TikTok owner sacks intern for allegedly sabotaging AI project

TikTok logos on smartphones in front of ByteDance logo
TikTok’s owner, ByteDance, has raced to embrace generative AI. Photograph: Dado Ruvić/Reuters

The owner of TikTok has sacked an intern for allegedly sabotaging an internal artificial intelligence project.

ByteDance said it had dismissed the person in August after they “maliciously interfered” with the training of artificial intelligence (AI) models used in a research project.

Thanks to the video-sharing app TikTok and its Chinese counterpart, Douyin, which rank among the world’s most popular mobile apps, ByteDance has risen to become one of the world’s most important social media companies.

Like other big players in the tech sector, ByteDance has raced to embrace generative AI. Its Doubao chatbot earlier this year took over from the competitor Baidu’s Ernie in the race to produce a Chinese rival to OpenAI’s ChatGPT.

ByteDance has also released wireless earbuds that are integrated with Doubao, allowing users to interact with the chatbot directly without a mobile phone.

The company commented on the sacking of the intern after rumours circulated widely on Chinese social media over the weekend.

In a statement posted on its news aggregator service, Toutiao, ByteDance said that an intern in the commercial technology team had been dismissed for serious disciplinary violations, according to a translation.

It added that its official commercial products and its large language models, the underlying technology for generative AI, had not been affected.

The company said that reports and rumours on social media contained exaggerations, including over the scale of the disruption.

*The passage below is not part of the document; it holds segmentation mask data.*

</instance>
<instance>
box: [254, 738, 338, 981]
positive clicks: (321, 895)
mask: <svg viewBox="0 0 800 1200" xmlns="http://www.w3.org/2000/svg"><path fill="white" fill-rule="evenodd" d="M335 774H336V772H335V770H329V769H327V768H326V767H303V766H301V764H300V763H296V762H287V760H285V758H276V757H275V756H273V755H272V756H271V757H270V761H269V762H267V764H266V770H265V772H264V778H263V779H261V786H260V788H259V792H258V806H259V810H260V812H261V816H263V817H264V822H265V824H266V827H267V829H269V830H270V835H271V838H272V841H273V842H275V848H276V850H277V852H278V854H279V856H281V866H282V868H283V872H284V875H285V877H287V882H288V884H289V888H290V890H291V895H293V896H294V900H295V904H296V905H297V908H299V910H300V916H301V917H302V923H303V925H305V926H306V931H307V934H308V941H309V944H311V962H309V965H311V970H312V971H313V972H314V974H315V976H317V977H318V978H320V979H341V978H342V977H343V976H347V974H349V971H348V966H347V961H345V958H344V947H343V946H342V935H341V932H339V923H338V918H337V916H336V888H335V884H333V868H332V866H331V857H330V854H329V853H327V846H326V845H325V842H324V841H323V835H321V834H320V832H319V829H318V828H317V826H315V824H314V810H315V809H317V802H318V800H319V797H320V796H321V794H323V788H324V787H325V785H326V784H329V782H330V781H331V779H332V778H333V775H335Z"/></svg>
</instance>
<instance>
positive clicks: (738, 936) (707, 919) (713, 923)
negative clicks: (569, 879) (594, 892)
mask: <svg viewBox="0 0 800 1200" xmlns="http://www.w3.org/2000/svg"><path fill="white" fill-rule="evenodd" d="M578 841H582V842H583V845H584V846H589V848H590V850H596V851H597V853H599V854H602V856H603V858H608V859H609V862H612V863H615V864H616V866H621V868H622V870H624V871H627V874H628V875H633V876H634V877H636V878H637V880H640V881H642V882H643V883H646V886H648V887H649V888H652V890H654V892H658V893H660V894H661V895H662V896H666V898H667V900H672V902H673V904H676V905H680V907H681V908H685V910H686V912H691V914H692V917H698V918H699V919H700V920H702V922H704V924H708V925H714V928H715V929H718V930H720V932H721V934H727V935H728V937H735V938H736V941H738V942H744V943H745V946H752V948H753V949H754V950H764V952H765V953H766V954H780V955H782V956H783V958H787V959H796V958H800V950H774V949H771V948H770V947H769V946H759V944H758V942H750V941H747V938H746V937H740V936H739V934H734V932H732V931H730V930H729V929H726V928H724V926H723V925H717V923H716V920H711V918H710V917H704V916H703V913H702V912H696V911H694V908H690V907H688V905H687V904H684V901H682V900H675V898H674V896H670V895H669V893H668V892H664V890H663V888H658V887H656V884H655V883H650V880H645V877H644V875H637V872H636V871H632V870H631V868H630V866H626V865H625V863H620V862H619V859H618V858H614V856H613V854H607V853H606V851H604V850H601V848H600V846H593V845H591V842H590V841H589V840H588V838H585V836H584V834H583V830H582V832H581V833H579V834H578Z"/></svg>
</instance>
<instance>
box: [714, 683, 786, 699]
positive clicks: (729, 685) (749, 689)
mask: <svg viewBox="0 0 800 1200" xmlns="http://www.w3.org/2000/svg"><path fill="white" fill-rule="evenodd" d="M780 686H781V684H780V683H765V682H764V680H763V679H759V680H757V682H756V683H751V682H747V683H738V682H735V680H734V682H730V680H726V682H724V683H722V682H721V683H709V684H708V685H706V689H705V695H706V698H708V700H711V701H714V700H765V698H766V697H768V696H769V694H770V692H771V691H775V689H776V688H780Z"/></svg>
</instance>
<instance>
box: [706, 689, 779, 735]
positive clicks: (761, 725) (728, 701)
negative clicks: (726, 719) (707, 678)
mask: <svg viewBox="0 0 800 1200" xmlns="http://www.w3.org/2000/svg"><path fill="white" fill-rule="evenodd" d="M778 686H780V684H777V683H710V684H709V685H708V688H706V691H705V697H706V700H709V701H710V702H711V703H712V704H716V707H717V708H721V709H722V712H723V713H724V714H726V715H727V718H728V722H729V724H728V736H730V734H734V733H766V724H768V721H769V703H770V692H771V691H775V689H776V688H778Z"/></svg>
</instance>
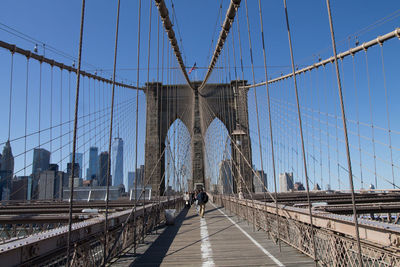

ByteDance said this included rumours that as many as 8,000 graphical processing units, the chips used to train AI models, were affected, and that losses were in the tens of millions of dollars.

ByteDance said that it had informed the intern’s university and industry associations about their conduct.

It comes amid scrutiny on tech companies around the world over the safety of generative AI models, and the effects of social media.

ByteDance also faces particular scrutiny in the US, where it is fighting against a threatened federal ban. The company has until 19 January to sell its stake in TikTok to an approved buyer or close it. The US government contends that TikTok is a national security threat, an allegation ByteDance strongly disputes.

ByteDance and TikTok were approached for comment.